Could possession have saved her mother? Certainly the demon of depression that led to her fatal choice could have predisposed her to accept a teshu
va’s alternative, the same as Archer.
Sera tightened her grip on the rail. Would she have wished this fate on her soft-eyed mother? In her fury and confusion after her mother’s death, she’d told her father she would never set foot in his church again, not when his faith consigned suicides to hell. He’d accepted her decision, always thinking, she knew, that she would relent.
Relent. Repent. She’d believed in her father’s sermons just as she’d believed her mother could love her family enough to get out of bed, even on the bad days. Once the questions started, they didn’t stop.
Now she was finally going to get some answers on the really big questions of death, salvation, the fate of innocence. She touched the pendant. Maybe even know the shape and heft of a soul.
She rolled back her sleeve. Tiny knives of wind pricked her skin, but the hole in her arm was gone, except for the ache.
She hoped her answers wouldn’t prove as ephemeral.
He moved through the night, painting himself with the psychic screams of drained malice, swallowing down his own screams. Unraveled ether curled in his wake like a dread banner.
Even humans who considered themselves dangerous, who eyed him from their own gloom, melted away when he passed. Only the ferales hunted him, and they hunted with vengeance in their gleaming rust eyes.

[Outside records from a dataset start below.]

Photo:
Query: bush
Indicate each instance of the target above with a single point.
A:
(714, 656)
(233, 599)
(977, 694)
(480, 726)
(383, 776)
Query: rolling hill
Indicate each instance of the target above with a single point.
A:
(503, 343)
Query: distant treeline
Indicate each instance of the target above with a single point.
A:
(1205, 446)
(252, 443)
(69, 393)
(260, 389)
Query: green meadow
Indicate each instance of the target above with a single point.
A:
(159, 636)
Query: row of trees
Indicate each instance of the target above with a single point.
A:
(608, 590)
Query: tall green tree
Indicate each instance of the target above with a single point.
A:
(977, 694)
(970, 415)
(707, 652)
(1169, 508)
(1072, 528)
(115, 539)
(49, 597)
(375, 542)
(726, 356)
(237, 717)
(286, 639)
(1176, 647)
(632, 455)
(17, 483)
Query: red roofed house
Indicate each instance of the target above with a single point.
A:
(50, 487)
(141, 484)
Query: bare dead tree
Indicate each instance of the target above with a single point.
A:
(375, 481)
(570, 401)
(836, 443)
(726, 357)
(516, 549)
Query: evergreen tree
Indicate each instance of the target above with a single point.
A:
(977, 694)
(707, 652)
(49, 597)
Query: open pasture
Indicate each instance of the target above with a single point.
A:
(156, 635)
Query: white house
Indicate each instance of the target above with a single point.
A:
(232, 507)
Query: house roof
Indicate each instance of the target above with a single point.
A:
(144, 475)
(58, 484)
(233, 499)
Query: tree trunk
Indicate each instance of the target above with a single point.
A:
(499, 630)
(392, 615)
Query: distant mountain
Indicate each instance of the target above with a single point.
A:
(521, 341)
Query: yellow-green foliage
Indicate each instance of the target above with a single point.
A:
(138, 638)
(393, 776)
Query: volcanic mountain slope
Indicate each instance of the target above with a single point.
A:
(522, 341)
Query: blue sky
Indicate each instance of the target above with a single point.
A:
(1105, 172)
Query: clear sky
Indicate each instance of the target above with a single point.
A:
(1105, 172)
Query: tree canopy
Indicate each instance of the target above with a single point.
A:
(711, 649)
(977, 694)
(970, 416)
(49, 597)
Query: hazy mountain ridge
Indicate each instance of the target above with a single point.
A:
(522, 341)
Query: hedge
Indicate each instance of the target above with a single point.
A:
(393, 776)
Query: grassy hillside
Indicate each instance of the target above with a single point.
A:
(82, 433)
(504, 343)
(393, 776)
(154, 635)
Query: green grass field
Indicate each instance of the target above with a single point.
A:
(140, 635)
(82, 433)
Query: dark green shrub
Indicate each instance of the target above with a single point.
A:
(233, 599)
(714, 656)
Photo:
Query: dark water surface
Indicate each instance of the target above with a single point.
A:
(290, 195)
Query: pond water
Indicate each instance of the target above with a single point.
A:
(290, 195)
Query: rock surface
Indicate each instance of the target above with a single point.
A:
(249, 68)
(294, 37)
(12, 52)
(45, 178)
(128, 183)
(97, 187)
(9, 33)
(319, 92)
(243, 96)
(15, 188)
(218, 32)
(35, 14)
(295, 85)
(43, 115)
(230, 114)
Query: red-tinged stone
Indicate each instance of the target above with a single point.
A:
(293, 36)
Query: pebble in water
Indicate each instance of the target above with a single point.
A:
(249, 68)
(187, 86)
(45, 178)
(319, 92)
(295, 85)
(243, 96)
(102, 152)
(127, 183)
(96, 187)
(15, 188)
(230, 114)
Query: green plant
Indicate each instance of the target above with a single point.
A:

Somewhere beyond the endless waves of evil, he sensed a presence, darker yet, that he could not reach, though he hacked his way through demon after demon. He slogged through the destruction of his own making until caked ichor welded the blades to his hands. But the darkness casting the deepest shadows eluded him with a whisper of mocking laughter that even the howls of the ferales could not disguise.
Dawn came. Washed of hue like a faded malice eye, the sun glinted a moment as it rose above the lake horizon. Then a bank of gray clouds swallowed it.
Still, that momentary gleam diverted the rage in him. He walked out onto the pier and stripped off his gore-spattered clothes.
He stared impassively at the ichor dried into the creases of his hands. Then he leapt, letting the demon-powered shove of his thighs thrust him beyond the boulders at the base of the pier.